IPR, the manner of reviewing existing patents which have been challenged, was established by the patent reform known as The America Invents Act. IPR seeks “to improve patent quality and restore confidence in the presumption of validity that comes with issued patents in court.” In about the first five years of IPR, more than 7,000 patents were challenged, and more than 1,300 of those cases reached a conclusion in which the patent was invalidated in whole or in part. In an IPR, the third party challenger and the patent owner follow procedural rules allowing them to exchange discovery, introduce affidavits and declarations, file written Memoranda and participate at an oral hearing. So the question becomes: is this the functioning of a court?
During the Oil States hearing, several justices were interested in where to draw the line between administrative decision-making on one hand and procedures so adjudicatory in nature they result in the USPTO acting like a court on the other. This is because patents are a personal property right. The question here is whether a proceeding before an agency of the executive branch which may take away such a right has become a full-blown adjudication in a court of law. This issue is driven by the perception that litigants might enjoy a more impartial decision-maker in a court than a proceeding before an administrative agency, which is made up of people who potentially might be tempted to curry favor with the executive who appointed them to their post.
Another potential concern raised in questions from the bench involves vested interests in a patent.
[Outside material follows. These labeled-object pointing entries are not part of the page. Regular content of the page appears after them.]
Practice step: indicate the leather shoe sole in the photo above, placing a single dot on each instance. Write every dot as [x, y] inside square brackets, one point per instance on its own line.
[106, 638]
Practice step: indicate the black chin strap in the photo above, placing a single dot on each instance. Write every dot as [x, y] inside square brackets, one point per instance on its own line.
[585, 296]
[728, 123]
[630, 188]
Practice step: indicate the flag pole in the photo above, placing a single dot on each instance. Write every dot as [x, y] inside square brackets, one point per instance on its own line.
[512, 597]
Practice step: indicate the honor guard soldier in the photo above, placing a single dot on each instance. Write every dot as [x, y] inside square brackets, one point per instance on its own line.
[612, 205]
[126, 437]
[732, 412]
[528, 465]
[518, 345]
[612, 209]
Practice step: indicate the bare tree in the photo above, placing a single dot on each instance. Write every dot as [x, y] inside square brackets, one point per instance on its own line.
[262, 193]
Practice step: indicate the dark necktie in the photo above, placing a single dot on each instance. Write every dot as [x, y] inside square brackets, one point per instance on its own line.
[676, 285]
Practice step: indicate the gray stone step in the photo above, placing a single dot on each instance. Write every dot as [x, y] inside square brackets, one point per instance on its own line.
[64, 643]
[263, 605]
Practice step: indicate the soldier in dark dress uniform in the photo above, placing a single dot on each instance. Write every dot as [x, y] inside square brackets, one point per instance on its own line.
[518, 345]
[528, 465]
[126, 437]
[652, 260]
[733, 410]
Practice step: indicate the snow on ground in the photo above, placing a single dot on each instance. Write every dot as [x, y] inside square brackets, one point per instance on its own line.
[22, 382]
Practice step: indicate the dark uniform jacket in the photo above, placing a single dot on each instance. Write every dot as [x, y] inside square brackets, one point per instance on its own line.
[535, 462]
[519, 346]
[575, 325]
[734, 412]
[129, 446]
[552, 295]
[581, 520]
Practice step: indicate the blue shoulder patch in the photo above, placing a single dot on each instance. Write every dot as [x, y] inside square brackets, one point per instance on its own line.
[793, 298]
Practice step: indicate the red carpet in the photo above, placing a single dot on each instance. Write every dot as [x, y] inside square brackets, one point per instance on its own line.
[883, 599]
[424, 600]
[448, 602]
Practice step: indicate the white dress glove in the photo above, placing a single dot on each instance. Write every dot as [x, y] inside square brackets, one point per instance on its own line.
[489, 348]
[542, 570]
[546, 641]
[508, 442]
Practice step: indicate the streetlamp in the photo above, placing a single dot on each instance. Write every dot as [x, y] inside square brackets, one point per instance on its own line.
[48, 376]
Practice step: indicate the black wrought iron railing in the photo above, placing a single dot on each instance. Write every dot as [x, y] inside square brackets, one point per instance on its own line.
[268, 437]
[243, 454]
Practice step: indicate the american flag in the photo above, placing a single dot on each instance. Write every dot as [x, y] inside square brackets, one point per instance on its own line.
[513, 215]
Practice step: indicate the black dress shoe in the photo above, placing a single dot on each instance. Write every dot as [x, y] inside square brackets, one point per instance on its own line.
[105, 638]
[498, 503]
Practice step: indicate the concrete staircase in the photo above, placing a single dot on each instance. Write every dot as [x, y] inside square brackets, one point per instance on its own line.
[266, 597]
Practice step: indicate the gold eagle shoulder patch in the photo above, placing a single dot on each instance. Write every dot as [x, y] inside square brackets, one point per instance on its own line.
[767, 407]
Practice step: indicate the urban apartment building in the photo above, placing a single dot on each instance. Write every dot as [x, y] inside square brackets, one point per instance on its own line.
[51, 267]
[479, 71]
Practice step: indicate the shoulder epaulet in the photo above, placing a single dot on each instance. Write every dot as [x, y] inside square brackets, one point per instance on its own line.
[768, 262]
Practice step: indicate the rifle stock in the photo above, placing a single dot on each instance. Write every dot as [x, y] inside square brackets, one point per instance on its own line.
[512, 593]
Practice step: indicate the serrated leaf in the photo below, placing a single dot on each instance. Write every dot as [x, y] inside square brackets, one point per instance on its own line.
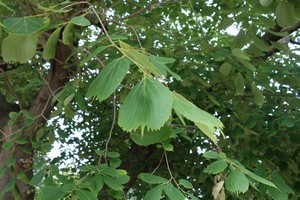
[172, 192]
[281, 184]
[24, 26]
[9, 186]
[240, 54]
[113, 154]
[216, 167]
[225, 68]
[109, 79]
[80, 21]
[113, 184]
[67, 34]
[154, 194]
[85, 195]
[258, 95]
[151, 137]
[265, 2]
[205, 121]
[151, 179]
[93, 54]
[148, 104]
[52, 192]
[37, 178]
[140, 59]
[239, 84]
[186, 184]
[285, 14]
[19, 48]
[211, 155]
[237, 182]
[51, 44]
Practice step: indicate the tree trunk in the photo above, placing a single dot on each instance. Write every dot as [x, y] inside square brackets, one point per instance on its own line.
[56, 79]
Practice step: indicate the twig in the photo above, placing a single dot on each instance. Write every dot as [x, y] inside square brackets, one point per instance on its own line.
[112, 126]
[162, 156]
[11, 89]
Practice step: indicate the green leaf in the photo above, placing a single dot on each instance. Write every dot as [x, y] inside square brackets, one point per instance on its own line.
[281, 184]
[67, 34]
[225, 68]
[148, 104]
[9, 186]
[25, 26]
[151, 137]
[186, 184]
[37, 178]
[160, 63]
[172, 192]
[109, 79]
[205, 121]
[154, 194]
[151, 179]
[140, 59]
[285, 14]
[93, 54]
[239, 84]
[265, 2]
[85, 195]
[112, 183]
[113, 154]
[236, 182]
[80, 21]
[240, 54]
[52, 192]
[258, 95]
[216, 167]
[19, 48]
[211, 155]
[51, 44]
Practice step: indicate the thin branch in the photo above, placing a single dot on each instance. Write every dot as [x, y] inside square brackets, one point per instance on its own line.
[11, 89]
[112, 126]
[160, 161]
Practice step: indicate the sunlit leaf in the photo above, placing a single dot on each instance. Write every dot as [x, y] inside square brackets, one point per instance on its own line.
[24, 25]
[19, 48]
[205, 121]
[51, 44]
[148, 104]
[109, 79]
[140, 59]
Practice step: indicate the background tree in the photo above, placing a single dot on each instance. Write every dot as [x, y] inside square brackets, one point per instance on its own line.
[113, 82]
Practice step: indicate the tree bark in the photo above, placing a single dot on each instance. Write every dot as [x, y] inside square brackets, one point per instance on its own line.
[56, 79]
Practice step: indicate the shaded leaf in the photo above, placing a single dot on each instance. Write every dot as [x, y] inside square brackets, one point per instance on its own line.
[237, 182]
[154, 194]
[52, 192]
[51, 44]
[148, 104]
[85, 195]
[172, 192]
[216, 167]
[80, 21]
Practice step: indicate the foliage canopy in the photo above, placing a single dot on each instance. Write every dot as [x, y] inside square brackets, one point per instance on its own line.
[169, 99]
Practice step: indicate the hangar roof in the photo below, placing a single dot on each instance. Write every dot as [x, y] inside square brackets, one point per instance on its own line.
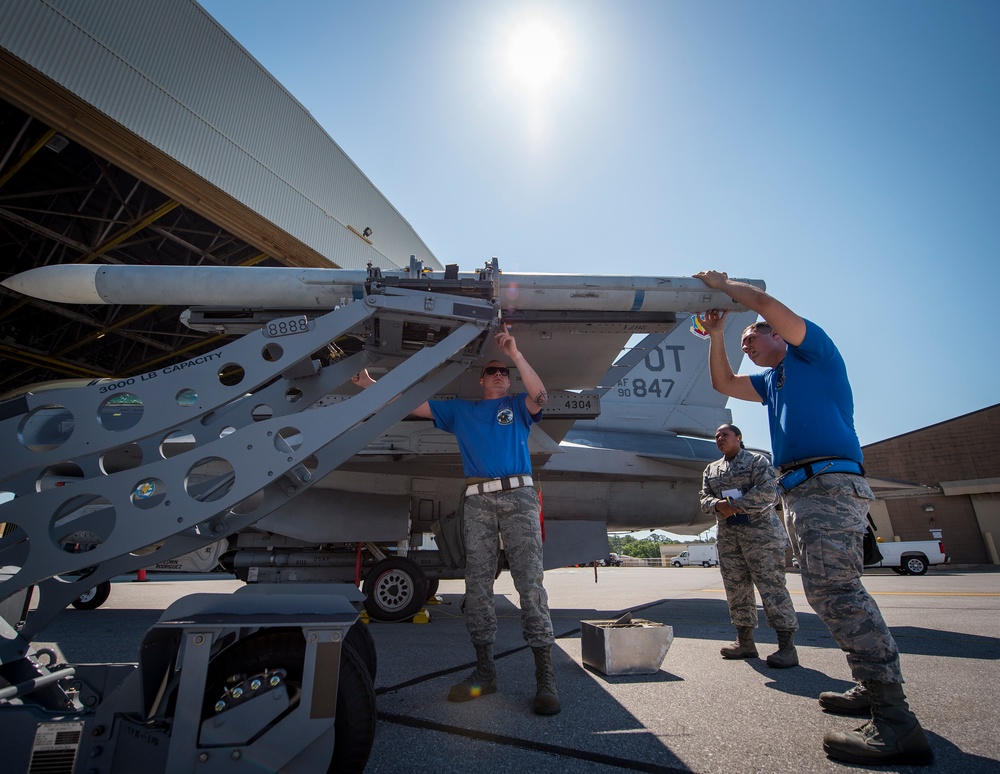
[131, 139]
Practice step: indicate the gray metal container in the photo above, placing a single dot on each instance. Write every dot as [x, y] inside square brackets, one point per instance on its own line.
[625, 646]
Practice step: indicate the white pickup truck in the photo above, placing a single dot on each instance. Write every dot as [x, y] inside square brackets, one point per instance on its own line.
[911, 557]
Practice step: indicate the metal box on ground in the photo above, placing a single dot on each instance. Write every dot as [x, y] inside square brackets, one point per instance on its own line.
[625, 646]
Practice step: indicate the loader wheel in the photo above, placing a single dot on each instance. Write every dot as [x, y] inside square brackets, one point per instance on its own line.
[395, 589]
[915, 565]
[354, 724]
[93, 599]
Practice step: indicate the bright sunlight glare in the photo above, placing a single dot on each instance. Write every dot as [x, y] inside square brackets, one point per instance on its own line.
[536, 54]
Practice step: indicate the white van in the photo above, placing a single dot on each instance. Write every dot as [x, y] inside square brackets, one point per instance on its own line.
[707, 555]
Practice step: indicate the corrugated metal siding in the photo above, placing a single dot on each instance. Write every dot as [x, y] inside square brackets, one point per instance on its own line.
[169, 73]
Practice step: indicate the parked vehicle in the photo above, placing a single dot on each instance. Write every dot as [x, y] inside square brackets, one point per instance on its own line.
[911, 557]
[707, 555]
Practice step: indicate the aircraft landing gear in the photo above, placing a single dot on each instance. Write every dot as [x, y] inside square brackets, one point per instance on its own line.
[395, 589]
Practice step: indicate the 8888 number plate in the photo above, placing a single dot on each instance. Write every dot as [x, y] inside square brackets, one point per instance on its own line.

For example, if a company invested billions of dollars to develop a product in reliance upon a granted patent, and no challenge is brought for many years, should there be a vested interest, making the patent more difficult to challenge?
As some justices pointed out though, administrative agencies decide many kinds of disputes through procedures requiring evidence, brief writing, experts and other features at least resembling adjudication, without being unconstitutional. Moreover, other questions from the bench characterized IPR as an “error correction mechanism” rather than a substitute for court litigation and offered a premise that if the government wants procedures for increased accuracy, why would it not want to use “the procedures that enable the greatest accuracy.”
In terms of questions about reliance interests, Congress has not established any vested interest or a stronger presumption for a patent based on the passage of time after it is granted, as it has with trademarks which can become incontestable after five years. See, 15 U.S. Code § 1065. Moreover, the question about reliance interests in the patent context seems to go to whether the USPTO has the authority to review its decisions – which is not at issue in this case – rather than the manner in which decisions are reviewed.
As in most cases before the Supreme Court, it might be difficult to predict with certainty how it will rule. But at least some of the justices appear reluctant to dismantle the IPR system, because doing so could also call into question the constitutional role of many other agencies which frequently decide disputes.
 No. 16-712.
 157 Cong. Rec. 9778 (2011) (remarks of Rep. Goodlatte) (noting IPR “screen[s] out bad patents while bolstering valid ones”).